Followers of the Nez Perce story and of the Colville Confederated Tribes, and students of 20th century Indian affairs in general, will have to have this book on your shelves—or at least close at hand. The book is Indian Summers: Washington State College and the Nespelem Art Colony, 1937-41. The author is Jeff Creighton, and it was published by WSU Press in 2000.
Instructors and students from Washington State College came to the Colville Reservation for five summers, mimicking art colonies and the “American Scene Movement” that was going on across the country. They painted landscapes, and they painted portraits. Indians—mostly elders—sat for hours as models. The Indian models received small stipends, and some of the students boarded with Indian families. A brief search on the internet related the colony to other American art colonies—the most famous being Taos—and eventually to Indians producing art. But for now, without further research, I want to encourage you to look at the portraits and the photos that are captured in this book!
As far as I can tell, there were no Indian students, but the colony must certainly have had an effect on later Indian artists. And even if they only participated as models, it was white people—artists—valuing “Indianness.” And this was another difficult time in Indian country. The whole nation was creeping out of the Depression, which hit Indian country especially hard. Turn of the century attempts at assimilation—Dawes Act and boarding schools—had placed huge pressures on Indian people, and the well-intentioned Indian Reorganization Act of 1934, which reversed Dawes Act allotment policy and promised religious and cultural freedoms, was a complicated affair with new policies and procedures that tribes and Indian people had to come to terms with. And, of course, World War II is just around the corner.

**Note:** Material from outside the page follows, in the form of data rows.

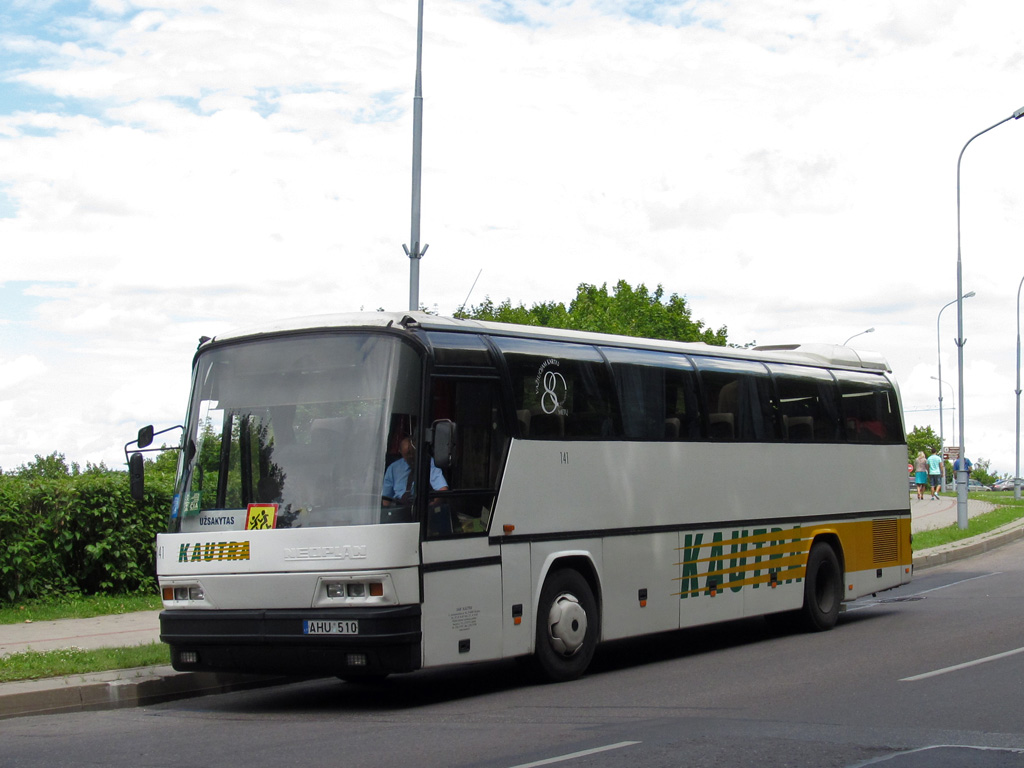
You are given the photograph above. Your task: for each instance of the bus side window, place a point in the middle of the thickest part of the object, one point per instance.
(657, 394)
(474, 406)
(807, 403)
(737, 398)
(560, 390)
(869, 411)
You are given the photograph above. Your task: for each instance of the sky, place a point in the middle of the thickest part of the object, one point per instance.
(181, 168)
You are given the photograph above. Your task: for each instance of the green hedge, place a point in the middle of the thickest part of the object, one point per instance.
(78, 532)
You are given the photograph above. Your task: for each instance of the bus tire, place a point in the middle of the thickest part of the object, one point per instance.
(567, 627)
(822, 589)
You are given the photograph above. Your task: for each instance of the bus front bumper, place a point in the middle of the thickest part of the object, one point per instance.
(295, 642)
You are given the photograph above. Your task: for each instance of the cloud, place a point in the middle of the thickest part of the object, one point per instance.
(188, 167)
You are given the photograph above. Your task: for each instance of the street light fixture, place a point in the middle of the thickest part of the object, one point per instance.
(962, 473)
(938, 342)
(868, 331)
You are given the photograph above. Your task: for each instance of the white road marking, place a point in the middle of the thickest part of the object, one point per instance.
(964, 666)
(585, 753)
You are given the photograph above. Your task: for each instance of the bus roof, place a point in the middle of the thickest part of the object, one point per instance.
(826, 355)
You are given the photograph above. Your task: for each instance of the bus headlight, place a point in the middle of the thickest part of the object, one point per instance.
(181, 593)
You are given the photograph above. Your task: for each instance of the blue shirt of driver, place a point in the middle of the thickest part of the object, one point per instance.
(396, 476)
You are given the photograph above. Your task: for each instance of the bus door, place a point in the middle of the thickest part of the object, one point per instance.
(462, 571)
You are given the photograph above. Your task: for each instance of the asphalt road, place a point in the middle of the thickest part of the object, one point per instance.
(930, 675)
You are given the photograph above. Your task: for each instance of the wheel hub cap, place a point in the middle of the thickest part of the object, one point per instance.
(566, 625)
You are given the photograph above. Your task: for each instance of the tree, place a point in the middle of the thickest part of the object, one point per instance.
(982, 472)
(627, 311)
(922, 439)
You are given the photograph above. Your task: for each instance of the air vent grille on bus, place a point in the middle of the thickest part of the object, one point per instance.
(885, 540)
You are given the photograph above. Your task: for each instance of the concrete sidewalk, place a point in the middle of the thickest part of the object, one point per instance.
(154, 684)
(103, 690)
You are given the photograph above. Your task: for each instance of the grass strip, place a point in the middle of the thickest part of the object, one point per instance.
(78, 606)
(1010, 511)
(32, 665)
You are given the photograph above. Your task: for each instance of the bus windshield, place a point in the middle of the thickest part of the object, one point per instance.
(294, 431)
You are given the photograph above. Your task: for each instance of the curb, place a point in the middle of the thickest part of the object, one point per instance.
(969, 547)
(120, 688)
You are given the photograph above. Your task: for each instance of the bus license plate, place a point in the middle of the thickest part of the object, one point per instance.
(331, 628)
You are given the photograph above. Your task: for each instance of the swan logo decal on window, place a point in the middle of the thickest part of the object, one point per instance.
(555, 389)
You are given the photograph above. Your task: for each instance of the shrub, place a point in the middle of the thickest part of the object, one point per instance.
(76, 531)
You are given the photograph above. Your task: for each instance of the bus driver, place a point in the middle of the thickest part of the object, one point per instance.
(398, 484)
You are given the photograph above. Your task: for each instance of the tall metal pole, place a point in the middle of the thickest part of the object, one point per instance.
(962, 474)
(416, 254)
(938, 343)
(1017, 442)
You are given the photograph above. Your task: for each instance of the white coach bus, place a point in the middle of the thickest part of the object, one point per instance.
(578, 487)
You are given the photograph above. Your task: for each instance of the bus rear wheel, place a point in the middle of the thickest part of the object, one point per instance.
(567, 627)
(822, 589)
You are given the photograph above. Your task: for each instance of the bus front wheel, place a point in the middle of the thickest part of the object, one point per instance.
(567, 626)
(822, 589)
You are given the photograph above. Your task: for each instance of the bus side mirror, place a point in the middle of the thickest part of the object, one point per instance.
(442, 443)
(136, 476)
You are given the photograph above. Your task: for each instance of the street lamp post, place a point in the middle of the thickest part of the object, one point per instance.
(941, 438)
(868, 331)
(962, 473)
(1017, 442)
(938, 342)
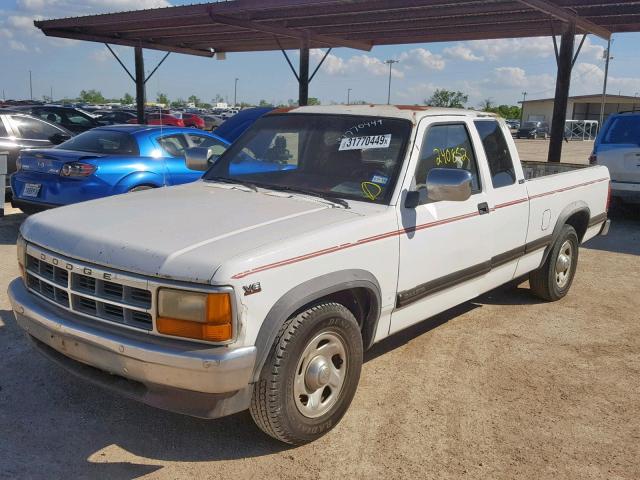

I am reminded of Edward Sheriff Curtis’s valiant, driven attempt to capture Indians as they were before white intervention forty years before the Nespelem colony. In the Nespelem Colony, the artists capture Indians who had come through so much—and retained so much. In spite of the drive to assimilate, the outlawing of language and culture at boarding schools and all attempts at stamping out Indian religion and culture, sketches, photos, and paintings from Nespelem show Indians dancing, Indians in traditional regalia, Indians still being Indians.
Thanks to Mike Rosenbaum from La Grande for the gift of this book—and several other art books, featuring the work of Catlin, Bodmer, and others—to the Josephy Library. They are not cataloged yet, but our student intern will be on it this week, and in any case they are here for the viewing.